A Next Generation of XPath?

by Uche Ogbuji

I finally got around to setting up an XPath NG mailing list. Moving forward with XPath without the enormous complications of W3C XPath 2.0 has long been a topic of raging debate on XML-DEV, www-tag, and other fora. I have been keenly interested in such an initiative, and I hope this mailing list brings it to fruition. I am certainly encouraged by our roaring start. First of all, from my welcome message:

This list is friendly to all discussion of improvements and updates to
XPath. Discussion of the W3C XPath 2.0 specs, as well as community
alternatives, and other relevant matters is welcome.

David Rosenborg, who has long worked on the FXPath - Functional XPath project outlined his initial ideas for and interest in XPath NG.

To summarize my favorite XPath language I'd start with XQuery,
remove the XML Schema stuff, use the XPath 1.0 data
model, and add a dose of functional programming.


I choose XQuery as the starting point to illustrate that I think
that XPath Ng should be a self-sufficient language i.e., not
dependent on a context like XSLT or XPointer. It should
however have the capabilities to inherit properties like
variables from a host language if present.


XPath 1.0 expressions should work unmodifed when processed by an XPath Ng processor.


XPath Ng should not mandate support for any particular schema language.
Instead it should provide a generic facility for tunneling auxiliary information
from, for example, a schema to the XPath Ng language.


A normative XML mapping of the XPath Ng syntax could be usefull. Just as there is
an XML and compact syntax for Relax Ng, there could be two syntaxes for XPath Ng too,
just that we'd use the compact form for the primary spec.
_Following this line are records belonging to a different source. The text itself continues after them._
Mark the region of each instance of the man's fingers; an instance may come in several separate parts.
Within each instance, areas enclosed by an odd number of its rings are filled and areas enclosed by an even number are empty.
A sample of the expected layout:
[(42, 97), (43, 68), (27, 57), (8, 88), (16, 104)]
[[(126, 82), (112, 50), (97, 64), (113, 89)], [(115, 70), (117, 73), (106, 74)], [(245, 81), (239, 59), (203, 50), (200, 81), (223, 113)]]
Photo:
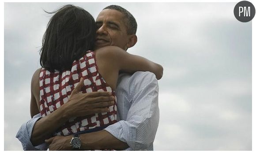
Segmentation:
[(88, 97), (96, 97), (100, 96), (110, 96), (112, 93), (110, 92), (94, 92), (90, 93), (87, 93)]
[(95, 109), (94, 110), (95, 113), (100, 113), (100, 112), (106, 112), (110, 111), (110, 109), (109, 107), (105, 107), (102, 108), (98, 108)]
[(114, 101), (104, 101), (99, 103), (96, 103), (94, 104), (94, 106), (95, 108), (102, 108), (107, 106), (110, 106), (114, 104)]
[(54, 137), (52, 137), (49, 139), (46, 139), (45, 140), (45, 143), (46, 143), (48, 144), (50, 144), (52, 142), (53, 142), (53, 138), (54, 138)]
[(73, 91), (71, 93), (71, 95), (77, 93), (80, 91), (81, 91), (81, 89), (82, 88), (82, 87), (83, 85), (84, 85), (83, 78), (82, 77), (80, 78), (80, 82), (79, 82), (79, 83), (77, 84), (74, 90), (73, 90)]
[(103, 101), (113, 101), (115, 100), (113, 96), (101, 96), (95, 97), (90, 97), (87, 98), (91, 103), (97, 103)]

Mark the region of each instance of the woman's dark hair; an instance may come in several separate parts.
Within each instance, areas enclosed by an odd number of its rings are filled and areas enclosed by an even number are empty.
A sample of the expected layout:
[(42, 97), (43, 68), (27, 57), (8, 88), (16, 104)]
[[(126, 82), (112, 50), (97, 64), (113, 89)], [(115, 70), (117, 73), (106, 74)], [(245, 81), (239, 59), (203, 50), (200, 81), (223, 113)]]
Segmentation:
[(55, 14), (50, 19), (43, 37), (40, 64), (51, 72), (70, 69), (74, 60), (93, 49), (95, 21), (87, 11), (72, 5), (45, 12)]

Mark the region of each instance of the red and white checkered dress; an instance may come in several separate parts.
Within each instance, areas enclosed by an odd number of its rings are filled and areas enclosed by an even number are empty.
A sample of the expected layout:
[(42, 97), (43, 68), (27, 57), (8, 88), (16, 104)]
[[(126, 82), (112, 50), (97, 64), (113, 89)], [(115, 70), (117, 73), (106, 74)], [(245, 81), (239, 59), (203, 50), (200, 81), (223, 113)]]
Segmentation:
[[(51, 73), (42, 68), (39, 76), (40, 113), (42, 116), (50, 114), (68, 102), (71, 92), (84, 79), (83, 93), (109, 91), (115, 93), (107, 86), (99, 74), (95, 52), (88, 51), (79, 60), (73, 62), (71, 71)], [(110, 112), (91, 114), (70, 119), (55, 135), (68, 135), (117, 122), (117, 103), (109, 107)]]

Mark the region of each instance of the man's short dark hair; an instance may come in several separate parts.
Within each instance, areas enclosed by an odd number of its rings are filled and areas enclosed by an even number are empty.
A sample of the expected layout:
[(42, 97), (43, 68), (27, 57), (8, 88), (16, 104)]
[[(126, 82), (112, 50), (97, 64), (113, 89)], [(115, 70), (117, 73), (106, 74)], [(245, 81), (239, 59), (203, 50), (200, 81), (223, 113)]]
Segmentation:
[(137, 31), (137, 22), (136, 22), (135, 18), (134, 18), (131, 13), (120, 6), (115, 5), (111, 5), (107, 6), (104, 8), (103, 10), (106, 9), (116, 10), (123, 13), (124, 15), (124, 18), (127, 19), (125, 23), (127, 27), (127, 34), (136, 34)]

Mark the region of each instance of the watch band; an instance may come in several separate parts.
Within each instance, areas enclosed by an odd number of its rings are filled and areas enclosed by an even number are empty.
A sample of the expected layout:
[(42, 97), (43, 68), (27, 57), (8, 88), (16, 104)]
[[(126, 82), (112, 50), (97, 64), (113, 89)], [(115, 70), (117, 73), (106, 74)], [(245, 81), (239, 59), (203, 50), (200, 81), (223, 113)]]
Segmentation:
[(79, 134), (76, 133), (73, 134), (73, 138), (79, 138)]

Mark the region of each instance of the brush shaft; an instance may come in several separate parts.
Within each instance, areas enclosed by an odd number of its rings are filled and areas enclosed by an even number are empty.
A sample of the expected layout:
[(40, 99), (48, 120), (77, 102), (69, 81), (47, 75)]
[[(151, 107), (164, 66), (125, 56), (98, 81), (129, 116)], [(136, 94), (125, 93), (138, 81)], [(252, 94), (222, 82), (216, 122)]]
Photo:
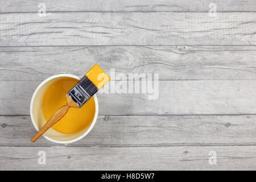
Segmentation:
[(69, 106), (68, 104), (62, 106), (51, 117), (49, 121), (43, 126), (42, 129), (31, 138), (31, 141), (35, 142), (44, 133), (46, 132), (51, 127), (61, 119), (69, 109)]

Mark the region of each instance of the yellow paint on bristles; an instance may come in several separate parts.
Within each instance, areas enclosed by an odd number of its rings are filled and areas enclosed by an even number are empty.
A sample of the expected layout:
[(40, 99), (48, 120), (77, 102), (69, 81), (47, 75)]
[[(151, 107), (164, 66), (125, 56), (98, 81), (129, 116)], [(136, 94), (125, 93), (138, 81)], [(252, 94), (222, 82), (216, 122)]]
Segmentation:
[(96, 86), (98, 89), (100, 89), (110, 80), (110, 77), (97, 64), (90, 68), (85, 76)]

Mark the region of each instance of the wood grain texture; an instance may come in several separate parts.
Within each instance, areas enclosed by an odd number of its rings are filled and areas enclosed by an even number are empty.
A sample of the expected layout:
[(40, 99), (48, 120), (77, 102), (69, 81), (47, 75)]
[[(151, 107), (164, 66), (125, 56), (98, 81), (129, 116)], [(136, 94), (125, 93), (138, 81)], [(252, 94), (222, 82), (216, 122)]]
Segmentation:
[(0, 46), (255, 45), (256, 13), (0, 15)]
[[(30, 114), (30, 100), (40, 82), (0, 81), (0, 102), (5, 103), (0, 114)], [(102, 115), (256, 114), (255, 90), (256, 80), (177, 80), (160, 81), (156, 100), (141, 92), (97, 94)]]
[(0, 13), (37, 12), (40, 3), (44, 3), (47, 11), (208, 11), (209, 5), (214, 2), (218, 11), (255, 11), (255, 1), (243, 0), (200, 0), (191, 3), (189, 0), (40, 0), (5, 1), (0, 7)]
[[(46, 164), (39, 165), (40, 151)], [(217, 154), (210, 165), (210, 151)], [(256, 146), (172, 147), (0, 147), (0, 169), (255, 170)]]
[(81, 77), (97, 63), (109, 74), (159, 73), (161, 80), (256, 80), (255, 57), (254, 46), (2, 47), (0, 79)]
[[(0, 170), (256, 169), (255, 1), (1, 3)], [(94, 64), (159, 73), (159, 97), (98, 93), (100, 115), (85, 138), (32, 143), (38, 85)]]
[[(81, 140), (67, 145), (83, 147), (175, 147), (256, 145), (255, 115), (100, 115)], [(30, 116), (0, 117), (0, 146), (63, 146), (41, 137)]]

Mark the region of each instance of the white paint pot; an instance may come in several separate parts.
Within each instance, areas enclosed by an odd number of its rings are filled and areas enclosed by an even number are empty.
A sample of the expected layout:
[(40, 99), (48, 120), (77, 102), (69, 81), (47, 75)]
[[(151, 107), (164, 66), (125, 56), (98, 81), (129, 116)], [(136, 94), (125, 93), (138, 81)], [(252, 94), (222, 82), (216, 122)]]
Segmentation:
[[(39, 131), (46, 123), (42, 110), (42, 101), (46, 91), (48, 88), (54, 82), (65, 77), (71, 77), (77, 80), (80, 78), (77, 76), (67, 74), (60, 73), (49, 77), (43, 81), (36, 88), (32, 97), (30, 102), (30, 117), (31, 118), (32, 123), (34, 126)], [(96, 94), (93, 96), (95, 102), (95, 114), (93, 120), (91, 125), (83, 130), (73, 133), (73, 134), (64, 134), (50, 128), (46, 131), (43, 136), (47, 139), (58, 143), (70, 143), (79, 140), (85, 136), (92, 129), (96, 122), (98, 113), (98, 100)], [(33, 136), (31, 136), (31, 137)]]

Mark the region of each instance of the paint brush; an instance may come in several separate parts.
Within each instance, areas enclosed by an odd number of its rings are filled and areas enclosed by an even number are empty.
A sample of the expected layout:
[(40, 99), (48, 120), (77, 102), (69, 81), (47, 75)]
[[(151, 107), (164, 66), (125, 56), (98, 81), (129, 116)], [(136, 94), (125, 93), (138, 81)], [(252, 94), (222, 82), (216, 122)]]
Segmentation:
[(80, 108), (99, 89), (104, 86), (110, 78), (96, 64), (78, 83), (66, 94), (67, 104), (59, 109), (49, 121), (31, 138), (35, 142), (51, 127), (61, 119), (68, 112), (69, 107)]

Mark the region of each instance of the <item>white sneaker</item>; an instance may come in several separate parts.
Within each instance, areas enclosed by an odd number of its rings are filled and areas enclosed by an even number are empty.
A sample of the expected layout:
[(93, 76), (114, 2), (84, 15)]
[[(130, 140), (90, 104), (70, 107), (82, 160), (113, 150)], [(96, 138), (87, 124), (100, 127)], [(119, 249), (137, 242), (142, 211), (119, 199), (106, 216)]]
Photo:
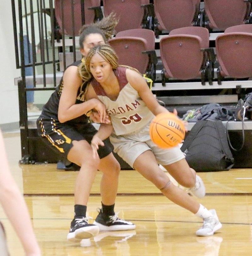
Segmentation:
[(214, 209), (209, 210), (212, 216), (204, 219), (202, 227), (197, 231), (196, 236), (212, 236), (217, 230), (222, 227), (221, 224), (220, 222)]
[(27, 104), (27, 115), (28, 116), (39, 116), (41, 113), (41, 111), (35, 105)]
[(206, 188), (201, 178), (196, 175), (196, 183), (194, 188), (191, 189), (190, 191), (193, 195), (199, 198), (203, 197), (206, 195)]

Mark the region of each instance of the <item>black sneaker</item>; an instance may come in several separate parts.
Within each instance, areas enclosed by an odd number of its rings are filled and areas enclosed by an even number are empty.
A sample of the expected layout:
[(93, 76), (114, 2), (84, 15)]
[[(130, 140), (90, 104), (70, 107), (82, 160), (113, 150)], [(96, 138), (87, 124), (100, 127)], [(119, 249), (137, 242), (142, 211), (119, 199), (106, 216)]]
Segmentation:
[(106, 216), (102, 213), (101, 209), (100, 211), (94, 224), (97, 225), (101, 231), (132, 230), (136, 228), (136, 225), (132, 222), (119, 219), (119, 212), (112, 216)]
[(71, 223), (67, 239), (71, 242), (80, 242), (83, 239), (90, 238), (99, 233), (99, 227), (88, 223), (88, 218), (74, 219)]

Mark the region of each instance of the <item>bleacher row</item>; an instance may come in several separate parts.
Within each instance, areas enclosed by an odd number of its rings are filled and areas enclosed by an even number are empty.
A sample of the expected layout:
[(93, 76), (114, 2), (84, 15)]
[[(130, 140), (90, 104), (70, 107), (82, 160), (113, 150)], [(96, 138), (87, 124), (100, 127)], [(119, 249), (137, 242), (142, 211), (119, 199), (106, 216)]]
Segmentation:
[[(120, 20), (117, 33), (109, 43), (120, 63), (136, 67), (152, 78), (153, 93), (169, 110), (177, 106), (182, 114), (195, 105), (218, 102), (235, 106), (252, 88), (252, 1), (54, 0), (54, 6), (49, 1), (49, 8), (44, 1), (39, 0), (37, 9), (51, 16), (53, 60), (42, 44), (41, 55), (46, 57), (30, 66), (43, 66), (43, 73), (36, 74), (34, 69), (33, 76), (18, 78), (15, 83), (32, 81), (35, 90), (53, 89), (68, 65), (81, 57), (77, 45), (82, 25), (113, 12)], [(44, 18), (40, 18), (43, 24)], [(44, 38), (43, 30), (41, 33)], [(45, 72), (50, 64), (53, 73)], [(55, 72), (57, 65), (60, 72)], [(22, 69), (26, 65), (21, 66)], [(52, 84), (53, 88), (48, 88)], [(25, 91), (23, 84), (20, 87)], [(20, 100), (24, 103), (23, 99)], [(22, 112), (20, 124), (28, 137), (27, 115)], [(251, 126), (245, 125), (245, 130), (252, 130)], [(242, 129), (240, 123), (231, 123), (229, 127)], [(32, 137), (35, 132), (32, 132)], [(23, 151), (22, 155), (28, 150), (39, 158), (37, 149), (29, 146), (32, 148)]]

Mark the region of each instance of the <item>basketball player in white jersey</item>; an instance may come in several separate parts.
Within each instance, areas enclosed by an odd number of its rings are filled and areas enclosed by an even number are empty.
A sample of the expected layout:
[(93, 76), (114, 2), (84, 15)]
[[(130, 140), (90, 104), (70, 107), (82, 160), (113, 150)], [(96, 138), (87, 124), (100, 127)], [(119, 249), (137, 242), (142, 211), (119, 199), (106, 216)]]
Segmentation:
[(159, 164), (179, 184), (190, 188), (198, 197), (204, 195), (201, 179), (190, 168), (179, 147), (165, 150), (152, 141), (149, 133), (152, 120), (155, 116), (168, 111), (154, 98), (141, 75), (130, 67), (119, 66), (115, 52), (107, 44), (91, 49), (85, 65), (81, 64), (79, 69), (83, 80), (89, 81), (86, 99), (99, 99), (106, 106), (111, 119), (112, 125), (101, 124), (93, 137), (94, 156), (99, 146), (104, 145), (103, 140), (110, 136), (114, 150), (125, 162), (168, 198), (203, 219), (197, 236), (210, 236), (220, 229), (221, 224), (215, 210), (208, 210), (174, 185), (159, 168)]

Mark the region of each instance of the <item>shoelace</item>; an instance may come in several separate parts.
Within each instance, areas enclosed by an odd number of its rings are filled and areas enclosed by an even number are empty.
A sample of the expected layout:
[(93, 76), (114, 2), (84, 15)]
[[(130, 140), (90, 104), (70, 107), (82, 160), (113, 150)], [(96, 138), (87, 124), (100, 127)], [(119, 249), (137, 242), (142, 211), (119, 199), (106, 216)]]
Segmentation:
[(197, 190), (200, 187), (200, 183), (198, 179), (198, 177), (196, 178), (196, 183), (195, 183), (195, 186), (193, 188), (193, 189), (194, 190)]
[(112, 221), (112, 223), (114, 223), (115, 221), (116, 221), (118, 219), (119, 219), (118, 218), (118, 213), (119, 212), (115, 212), (114, 215), (112, 216), (109, 216), (109, 218)]
[(75, 219), (75, 224), (83, 225), (88, 224), (89, 219), (92, 219), (91, 217), (85, 217), (81, 218), (76, 218)]
[(213, 226), (215, 224), (215, 222), (214, 218), (212, 216), (209, 217), (208, 218), (206, 218), (204, 219), (204, 222), (203, 223), (202, 228), (210, 228), (212, 229)]

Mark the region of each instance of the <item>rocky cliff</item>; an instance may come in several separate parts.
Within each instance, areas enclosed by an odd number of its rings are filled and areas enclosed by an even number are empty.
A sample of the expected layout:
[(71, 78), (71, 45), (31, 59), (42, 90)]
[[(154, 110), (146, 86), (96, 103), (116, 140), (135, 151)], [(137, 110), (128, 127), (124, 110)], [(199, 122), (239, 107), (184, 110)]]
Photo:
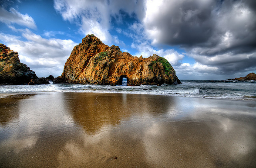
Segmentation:
[(253, 72), (247, 74), (245, 77), (236, 78), (233, 79), (228, 79), (228, 80), (236, 80), (239, 81), (256, 81), (256, 74)]
[(103, 44), (93, 35), (87, 35), (75, 46), (61, 76), (54, 83), (128, 85), (179, 84), (168, 61), (156, 55), (148, 58), (133, 57), (118, 46)]
[(0, 44), (0, 85), (49, 84), (44, 78), (38, 78), (25, 64), (20, 63), (18, 56), (17, 52)]

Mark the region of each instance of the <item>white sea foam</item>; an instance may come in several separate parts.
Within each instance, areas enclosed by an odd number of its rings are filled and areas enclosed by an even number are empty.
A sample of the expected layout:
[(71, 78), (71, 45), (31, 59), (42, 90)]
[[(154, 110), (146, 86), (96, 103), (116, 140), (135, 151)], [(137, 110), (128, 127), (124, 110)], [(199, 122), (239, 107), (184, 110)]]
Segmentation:
[[(136, 86), (89, 84), (0, 86), (0, 93), (74, 92), (173, 95), (220, 99), (245, 99), (256, 95), (255, 82), (223, 82), (224, 81), (183, 81), (179, 85)], [(254, 99), (255, 100), (255, 99)]]

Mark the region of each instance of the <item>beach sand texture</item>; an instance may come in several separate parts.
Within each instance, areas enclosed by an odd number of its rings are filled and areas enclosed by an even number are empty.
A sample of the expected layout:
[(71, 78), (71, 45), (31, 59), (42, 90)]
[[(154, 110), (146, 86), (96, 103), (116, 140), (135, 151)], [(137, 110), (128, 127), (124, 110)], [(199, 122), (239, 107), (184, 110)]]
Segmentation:
[(255, 168), (256, 103), (45, 92), (0, 99), (1, 168)]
I then offered some procedural thoughts:

As to what we produce, I think we should take a leaf out of the EXSLT
playbook. I think we should produce relatively self-contained modules,
each of which exhibits healthy coupling and cohesion. Each module would
address one particular aspect of extension/modification of XPath 1.0.
One could also layer and combine modules. As an exampele, there might
be an axis extension module which allows one to define extension axes,
say by using qnames or setting up a community registry. On top of this
we might build an annotations module, which provides an extensible
system of annotations or properties for each node and uses the extension
axis module to define an annotations axis. Then we might build a data
typing module which assigns data types to nodes using the constructs in
the annotations module.

Jeni waded into the list with her usual brilliance. First she sketched out a suggested problem statement for XPath NG, and some core goals.

The problem as I see it: XPath should be something that's usable in
multiple different contexts -- in XSLT, in XQuery, in schema
languages, in XForms, in XPointer, in DOM, etc. etc. etc. XPath 2.0 is
so weighty (particularly because the XML Schema support) that it can't
be adopted wholesale into these different contexts, and doesn't have
easily identifiable modules, which means that we'll end up with
different parts being incorporated into different languages in
different ways. It's also a product of two communities (XSLT and
XQuery) with very different requirements pulling in different
directions which has led to some ugly compromises.

I think that the problem we should try to solve is to at least show
that a radically alternative design is possible.

The goals for XPath NG should be, I think:

* Simplicity
* Modularity
* Extensibility
* Schema language independence
* Backwards compatibility

Then Jeni even contributed a stab at a core data model for XPath NG:

Every value in XPath NG is a sequence containing zero or more items.

The items in a sequence can be of three kinds: nodes, values and
other sequences. Nodes are items that have identity whereas values
are items that do not have identity.

There are three core types of values in XPath NG: strings, numbers
and booleans. These values can be cast to each other using the XPath
1.0 rules. The only difference is that in XPath NG, strings that
hold numbers in scientific notation can be cast to numbers, 'INF' is
converted to Infinity and '-INF' is converted to negative Infinity.

Sequences are cast to strings and numbers by converting the first
item of the sequence to a string or number; if the sequence is empty
you get an empty string or NaN. Sequences are cast to boolean true
if they contain any items, boolean false if they do not.

Other modules may add more data types, but every data type must
define a mapping onto a string, a number and a boolean value, and
how that data type is created from a sequence.

A side note: On XML-DEV, Mike Kay seemed to object to our using the name "XPath NG". I and others feel there is no reason not to use this name, but some alternative name suggestions have been floated, including Jeni Tennison's "FIXPath" and my "NextPath".

If you have any ideas on what direction XPath should take, please join us. It's a community effort, and there are some heavy hitting players and deep discussions already.to be found on the list.

So what do you think of the upstart efforts towards XPath NG?